A True Southern Baptist Hero...

In his mid-thirties he surrendered to the ministry leaving behind a lucrative position with a prominant insurance company as a safety inspector. His first church was a small split from a almost as small Southern Baptist Church in Kimball, Nebraska. From the beginning, he was bivocational times 2 working as a garage mechanic by day and as a washer of milk cans at a local dairy by night. Witnesses still living recall a well-dressed young man with manicured nails heading off to do ministry. His first visit back literally brought tears to the eyes of one witness who would later share with me how those hands had become cracked, dirty, and broken indicating the drastic change in life circumstances. His entire ministry was spent among small congregations of no more than 75 members at the most. In fact, the majority of his churches were planted by himself with little help from anyone else except for a few churches in the South who would make the journey to the Northern Plains to help for a few weeks. At times a typical Sunday would include a 200 mile circuit holding services in three different communities.
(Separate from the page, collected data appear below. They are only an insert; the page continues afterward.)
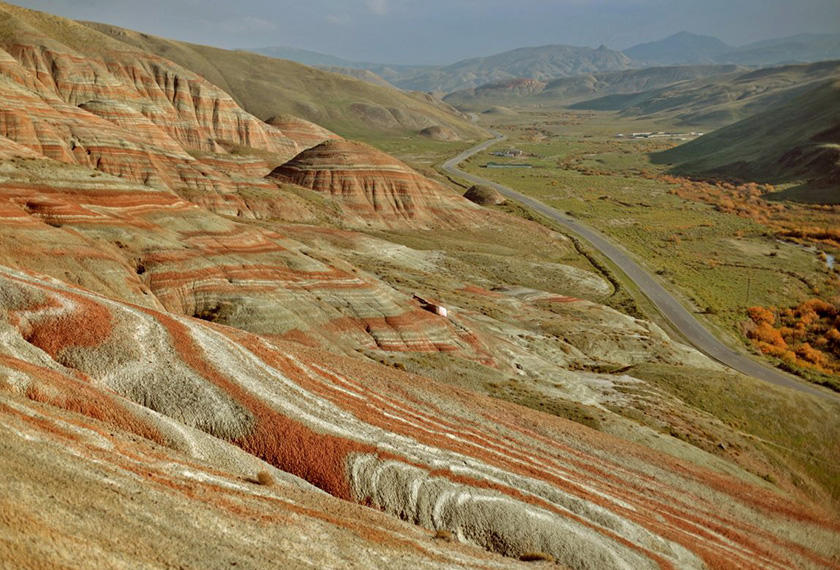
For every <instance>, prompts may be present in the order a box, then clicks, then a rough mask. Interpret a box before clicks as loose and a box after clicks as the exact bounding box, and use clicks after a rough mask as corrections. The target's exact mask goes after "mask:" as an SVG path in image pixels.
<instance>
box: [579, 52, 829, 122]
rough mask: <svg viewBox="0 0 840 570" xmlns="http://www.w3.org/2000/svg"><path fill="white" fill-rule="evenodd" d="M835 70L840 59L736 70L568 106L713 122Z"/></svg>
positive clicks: (766, 105) (826, 77) (753, 106)
mask: <svg viewBox="0 0 840 570" xmlns="http://www.w3.org/2000/svg"><path fill="white" fill-rule="evenodd" d="M838 75H840V61H826V62H819V63H812V64H802V65H788V66H781V67H770V68H764V69H757V70H753V71H742V70H738V71H733V72H730V73H725V74H722V75H716V76H711V77H708V78H702V79H697V80H694V81H688V82H681V83H676V84H674V85H670V86H666V87H662V88H658V89H653V90H649V91H643V92H641V93H630V94H621V95H608V96H605V97H600V98H596V99H592V100H589V101H583V102H579V103H576V104H574V105H572V108H576V109H589V110H609V111H620V112H621V113H622V114H623V115H625V116H634V117H648V116H654V115H656V116H658V117H660V118H667V119H669V120H671V121H673V122H675V123H677V124H683V125H698V126H707V127H717V126H722V125H726V124H729V123H732V122H735V121H738V120H740V119H743V118H746V117H748V116H750V115H752V114H755V113H758V112H761V111H763V110H766V109H769V108H771V107H772V106H774V105H777V104H779V103H783V102H785V101H789V100H791V99H792V98H794V97H796V96H798V95H800V94H801V93H804V92H805V91H807V90H809V89H811V88H812V87H813V86H815V85H816V84H817V83H819V82H822V81H825V80H827V79H829V78H832V77H837V76H838Z"/></svg>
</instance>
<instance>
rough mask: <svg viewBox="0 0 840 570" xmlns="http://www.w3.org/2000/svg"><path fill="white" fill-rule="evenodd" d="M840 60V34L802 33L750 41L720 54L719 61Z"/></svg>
mask: <svg viewBox="0 0 840 570" xmlns="http://www.w3.org/2000/svg"><path fill="white" fill-rule="evenodd" d="M830 59H840V34H799V35H796V36H788V37H785V38H776V39H771V40H764V41H760V42H754V43H751V44H747V45H744V46H741V47H738V48H735V49H733V50H732V51H729V52H725V53H723V54H721V55H720V56H718V58H717V60H718V61H720V62H732V63H739V64H743V65H780V64H786V63H800V62H812V61H825V60H830Z"/></svg>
Most of these communities that he would serve were Native American with oppressive environments. He knew the joy of seeing a person come to Christ and he also knew the sorrow of absolutely no one showing up for Easter Sunday. He knew the thrill of beginning something new that had never existed before and he also knew the devastation of being dismissed by his own converts while away attending his son's college graduation. He never earned a seminary degree and he never formally graduated from high school. Even with no education that would qualify him, he would eventually receive appointment by the Home Mission Board because his work simply could not be ignored. He would later earn an associates degree from a local community college and attend classes at a university. There are a dozen or more congregations in existence that he faithfully founded under the leadership of the Holy Spirit. Though I doubt that he will ever be formally recognized by any denominational entity--no statues will ever stand in his honor--I suspect that one day in Heaven's courts he will recognized as the hero that he is. It will by my great honor to accompany this seasoned man of God to the this year's Southern Baptist Convention in San Antonio. He is a messenger from the Canyon Ferry Road Baptist Church in Helena, Montana, and he is my dad--Pastor Ted Samples.


Taran said...


A tremendous post. I look forward to visiting your Dad's mansion one day!

May you both have a blessed time together in San Antonio.

Geoff Baggett said...


Awesome testimony. My dad was a humble carpenter in Tennessee. He has already gone on to be with the Lord. I miss him much.

Make the most of your days with your father.